I have a large graph(100000 nodes) and i want to find its cliques of size 5. I use this command for this goal:
cliques(graph, min=5, max=5)
It takes lots of time to calculate this operation. It seems that it first tries to find all of the maximal cliques of the graph and then pick the cliques with size 5; I guess this because of the huge difference of run time between these two commands while both of them are doing a same job:
adjacent.triangles (graph) # takes about 30s
cliques(graph, min=3, max=3) # takes more than an hour
I am looking for a command like adjacent.triangles
to find clique with size 5 efficiently.
Thanks
There is a huge difference between adjacent.triangles()
and cliques()
. adjacent.triangles()
only needs to count the triangles, while cliques()
needs to store them all. This could easily account for the time difference if there are lots of triangles. (Another factor is that the algorithm in cliques()
has be generic and not limited to triangles - it could be the case that adjacent.triangles()
contains some optimizations since we know that we are interested in triangles only).

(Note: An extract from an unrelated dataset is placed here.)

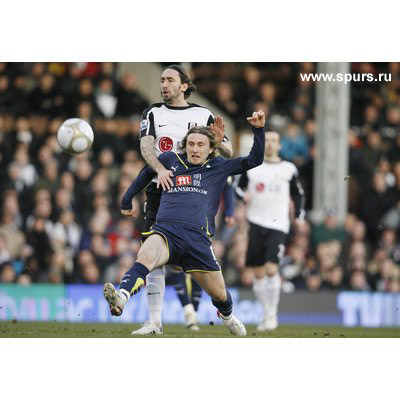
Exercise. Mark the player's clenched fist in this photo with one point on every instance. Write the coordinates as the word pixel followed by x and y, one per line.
pixel 130 213
pixel 257 119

For what it's worth, cliques()
does not find all the maximal cliques; it starts from 2-cliques (i.e. edges) and then merges them into 3-cliques, 4-cliques etc until it reaches the maximum size that you specified. But again, if you have lots of 3-cliques in your graph, this could easily become a bottleneck as there is one point in the algorithm where all the 3-cliques have to be stored (even if you are not interested in them) since we need them to find the 4-cliques.

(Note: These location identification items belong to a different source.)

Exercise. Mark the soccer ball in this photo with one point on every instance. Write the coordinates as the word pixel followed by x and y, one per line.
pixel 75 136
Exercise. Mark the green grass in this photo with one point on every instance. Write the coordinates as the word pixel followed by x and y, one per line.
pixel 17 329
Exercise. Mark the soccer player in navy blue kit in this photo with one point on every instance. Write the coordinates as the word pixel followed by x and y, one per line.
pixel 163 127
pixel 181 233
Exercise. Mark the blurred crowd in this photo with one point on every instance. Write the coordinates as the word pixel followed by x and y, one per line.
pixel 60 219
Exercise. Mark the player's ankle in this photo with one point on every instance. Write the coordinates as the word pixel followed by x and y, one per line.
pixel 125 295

You are probably better off with maximal.cliques()
first to get a rough idea of how large the maximal cliques are in your graph. The idea here is that you have a maximal clique of size k, then all its subsets of size 5 are 5-cliques. This means that it is enough to search for the maximal cliques, keep the ones that are at least size 5, and then enumerate all their subsets of size 5. But then you have a different problem as some cliques may be counted more than once.
Update: I have checked the source code for adjacent.triangles
and basically all it does is that it loops over all vertices, and for each vertex v it enumerates all the (u, w) pairs of its neighbors, and checks whether u and w are connected. If so, there is a triangle adjacent on vertex v. This is an O(nd2) operation if you have n vertices and the average degree is d, but it does not generalize to groups of vertices of arbitrary size (because you would need to hardcode k-1 nested for loops in the code for a group of size k).